Model Data Using Constraints, not Types
Data in many languages and databases has types. For example, in C++, we might write:
class Order {
unsigned int num_items_ordered;
float discount_percentage;
int address_pin_code;
}
I think a better style is based on constraints:
class Order {
num_iterms_ordered >= 1 && integer;
discount_percentage >= 0 && <= 100%;
address_pin_code >= 0 && <= 999999 && integer;
}
Why is this better?
First, it puts the focus on what matters more. For example, if you have a discount percentage of 150%, it’s a problem, because it means you’re paying people to order. Whether it’s an integer (150%) or float (150.5%) is secondary. But when you think in terms of types, your attention is focused on this less important aspect, while missing the important one.
Second, you should think in terms of your business logic, and leave it to the language to translate that into implementation details like how many bytes are used to store the integer. You should think top-down. Not bottom-up in terms of implementation types 1. In fact, that’s the whole reason why we use high-level languages — to think in terms of business logic and not the hardware.
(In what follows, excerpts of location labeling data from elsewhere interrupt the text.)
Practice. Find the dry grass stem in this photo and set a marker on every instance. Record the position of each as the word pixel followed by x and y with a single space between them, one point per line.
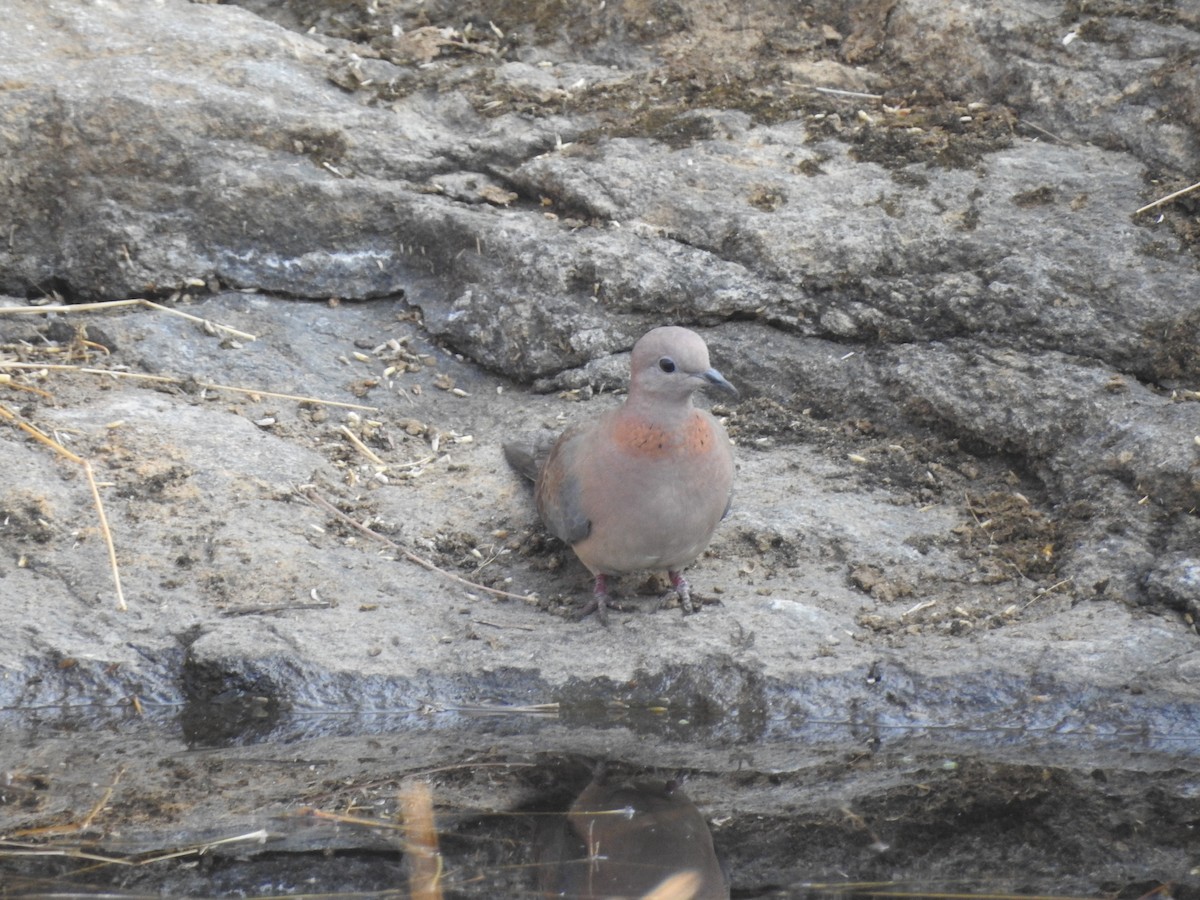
pixel 42 437
pixel 115 304
pixel 364 449
pixel 318 501
pixel 1169 197
pixel 181 382
pixel 424 858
Third, constraints can model data more accurately than types. For example, saying that num_iterms_ordered is an unsigned int still leaves open the possibility that it’s zero, which implies that the customer can order zero items, which doesn’t make logical sense. Programming languages don’t have a positive integer data type. As a second example, if a petrol station models the amount of fuel dispensed as a float, that permits a negative amount of fuel dispensed. Programming languages don’t have an unsigned float data type. As a third example, it’s better to say that the pin code should be <= 999999 than to say that it’s stored using a certain number of bits, because the constraint is in terms of decimal rather than binary digits.
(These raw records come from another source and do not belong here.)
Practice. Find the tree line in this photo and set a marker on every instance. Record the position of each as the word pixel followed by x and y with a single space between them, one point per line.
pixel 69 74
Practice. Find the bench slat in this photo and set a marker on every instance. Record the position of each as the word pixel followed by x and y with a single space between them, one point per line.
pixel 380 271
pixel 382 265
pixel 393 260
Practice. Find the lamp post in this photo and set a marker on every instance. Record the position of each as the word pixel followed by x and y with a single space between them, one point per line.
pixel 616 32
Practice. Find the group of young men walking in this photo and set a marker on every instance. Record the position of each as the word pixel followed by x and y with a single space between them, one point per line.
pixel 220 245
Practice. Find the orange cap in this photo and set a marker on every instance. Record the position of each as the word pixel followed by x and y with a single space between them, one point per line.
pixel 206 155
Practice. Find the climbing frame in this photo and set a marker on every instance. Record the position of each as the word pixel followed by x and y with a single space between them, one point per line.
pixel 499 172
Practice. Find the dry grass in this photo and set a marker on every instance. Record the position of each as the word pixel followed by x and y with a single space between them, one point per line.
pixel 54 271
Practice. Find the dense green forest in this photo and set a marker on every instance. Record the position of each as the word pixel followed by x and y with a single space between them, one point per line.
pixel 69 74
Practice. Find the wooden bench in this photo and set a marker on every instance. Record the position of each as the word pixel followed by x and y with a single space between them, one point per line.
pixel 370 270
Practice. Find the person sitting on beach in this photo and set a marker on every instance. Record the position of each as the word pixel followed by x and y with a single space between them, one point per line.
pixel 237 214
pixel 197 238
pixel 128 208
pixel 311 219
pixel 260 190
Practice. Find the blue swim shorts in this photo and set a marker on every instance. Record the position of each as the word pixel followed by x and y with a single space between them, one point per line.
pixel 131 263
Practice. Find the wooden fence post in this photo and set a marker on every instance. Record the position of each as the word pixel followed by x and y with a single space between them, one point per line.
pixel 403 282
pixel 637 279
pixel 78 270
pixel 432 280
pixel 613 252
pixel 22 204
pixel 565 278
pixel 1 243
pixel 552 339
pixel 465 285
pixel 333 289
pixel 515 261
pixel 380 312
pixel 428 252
This concept applies not just to programming languages, but also to databases. I’d rather write:
Table orders {
num_items_ordered >= 1 AND integer
discount_percentage >= 0 AND <= 100%
pin_code >= 0 AND <= 999999
}
than:
CREATE TABLE orders {
num_items_ordered INT NOT NULL,
discount_percentage FLOAT NOT NULL,
delivery_address STRING NOT NULL
}
In the first case, the constraints implicity say that it’s not null, because null would not pass the constraint of being greater or lesser than a threshold.
You might wonder what would happen if you’re writing performance-sensitive code where the implementation details matter. You can still handle that using constraints. Instead of
short x;
you can write:
x >= -32768 && <= 32767;
This gives the compiler all the information it needs to model it in two bytes.
So constraint-based modeling does not mean sacrificing performance.